There has been
Studies that successfully isolated the virus from the sick human
January 2020 
Peng Zhou and colleagues from the Wuhan Institute of Virology grew a novel coronavirus (later to be called SARS-CoV-2) in cell culture (isolated) from bronchoalveolar lavage fluid collected from an ill and RT-PCR-positive female patient (ICU-06 in Spike tree=WIV04/2019 virus).
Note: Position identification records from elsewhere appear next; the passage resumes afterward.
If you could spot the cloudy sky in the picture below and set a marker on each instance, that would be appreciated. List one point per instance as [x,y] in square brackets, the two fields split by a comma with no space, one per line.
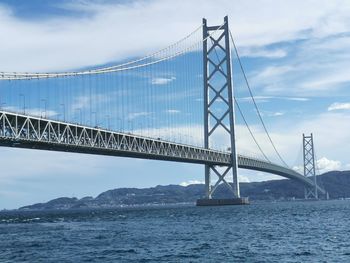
[296,55]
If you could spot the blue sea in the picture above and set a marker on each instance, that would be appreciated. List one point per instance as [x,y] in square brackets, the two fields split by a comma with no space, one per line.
[314,231]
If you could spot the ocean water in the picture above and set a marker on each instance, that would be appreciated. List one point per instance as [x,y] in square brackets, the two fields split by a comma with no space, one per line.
[261,232]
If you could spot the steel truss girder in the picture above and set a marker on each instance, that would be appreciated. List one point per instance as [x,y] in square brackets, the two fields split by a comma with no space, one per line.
[222,69]
[22,131]
[30,132]
[309,166]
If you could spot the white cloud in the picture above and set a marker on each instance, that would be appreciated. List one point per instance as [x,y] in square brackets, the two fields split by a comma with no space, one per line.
[325,165]
[339,106]
[71,42]
[265,53]
[173,111]
[187,183]
[162,81]
[135,115]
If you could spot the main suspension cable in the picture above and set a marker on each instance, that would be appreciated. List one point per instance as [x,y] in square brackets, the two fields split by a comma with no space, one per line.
[254,102]
[241,113]
[116,68]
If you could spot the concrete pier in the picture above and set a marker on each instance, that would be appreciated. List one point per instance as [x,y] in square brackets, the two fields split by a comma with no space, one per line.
[216,202]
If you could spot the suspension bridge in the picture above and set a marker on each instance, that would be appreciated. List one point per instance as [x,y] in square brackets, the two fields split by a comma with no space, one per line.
[176,104]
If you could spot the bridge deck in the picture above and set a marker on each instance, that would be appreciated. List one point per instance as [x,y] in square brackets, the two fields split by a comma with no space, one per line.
[22,131]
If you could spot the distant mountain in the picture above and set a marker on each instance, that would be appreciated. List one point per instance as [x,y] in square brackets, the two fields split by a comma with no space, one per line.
[336,183]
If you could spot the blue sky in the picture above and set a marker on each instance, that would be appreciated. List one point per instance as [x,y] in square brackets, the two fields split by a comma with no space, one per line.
[296,58]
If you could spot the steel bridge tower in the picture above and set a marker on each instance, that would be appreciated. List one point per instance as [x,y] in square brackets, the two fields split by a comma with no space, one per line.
[309,165]
[217,74]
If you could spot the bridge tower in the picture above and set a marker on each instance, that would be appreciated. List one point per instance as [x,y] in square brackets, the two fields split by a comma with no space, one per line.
[309,165]
[219,123]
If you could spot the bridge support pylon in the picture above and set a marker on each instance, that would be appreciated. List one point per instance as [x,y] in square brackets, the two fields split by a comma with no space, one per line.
[219,120]
[309,166]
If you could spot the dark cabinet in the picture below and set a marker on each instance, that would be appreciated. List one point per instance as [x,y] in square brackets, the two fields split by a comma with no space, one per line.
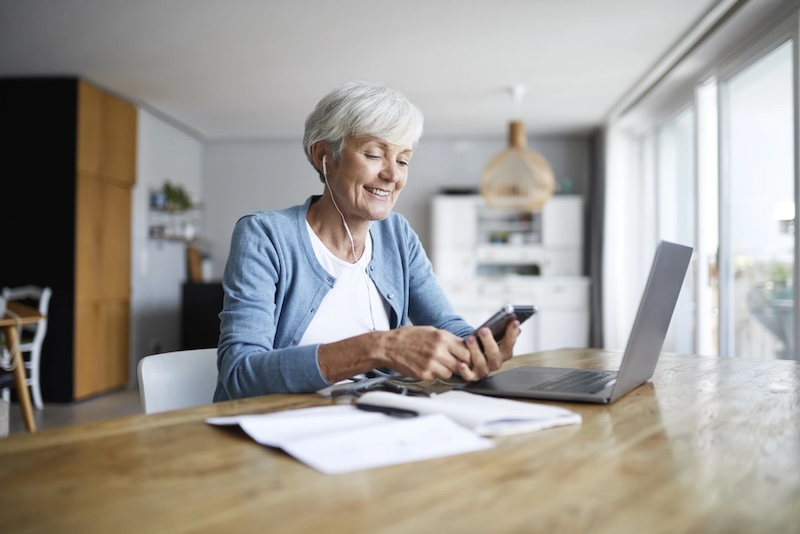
[70,160]
[201,304]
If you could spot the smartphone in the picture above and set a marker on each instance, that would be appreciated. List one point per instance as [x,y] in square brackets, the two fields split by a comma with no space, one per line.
[498,322]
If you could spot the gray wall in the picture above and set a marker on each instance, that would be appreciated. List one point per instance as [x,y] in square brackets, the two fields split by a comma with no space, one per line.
[248,176]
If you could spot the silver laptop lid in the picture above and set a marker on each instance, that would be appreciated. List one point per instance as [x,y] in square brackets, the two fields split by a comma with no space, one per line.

The patient developed no IgM antibodies for Legionella pneumophilia, Mycoplasma pneumoniae, Chlamydia pneumoniae, respiratory syncytial virus, adenovirus, Rickettsia, influenza A virus, influenza B virus and parainfluenza virus.
The virus was called nCoV-2019 BetaCoV/Wuhan/WIV04/2019 and grew in Vero E6 (grivet, or African green monkey kidney cell line which lack genes to encode type I interferon, so they mount a defective antiviral response) and Huh-7 (human adult liver cancer-derived cell line) cells. Virus-induced cellular changes (cytopathic effect or CPE) were observed.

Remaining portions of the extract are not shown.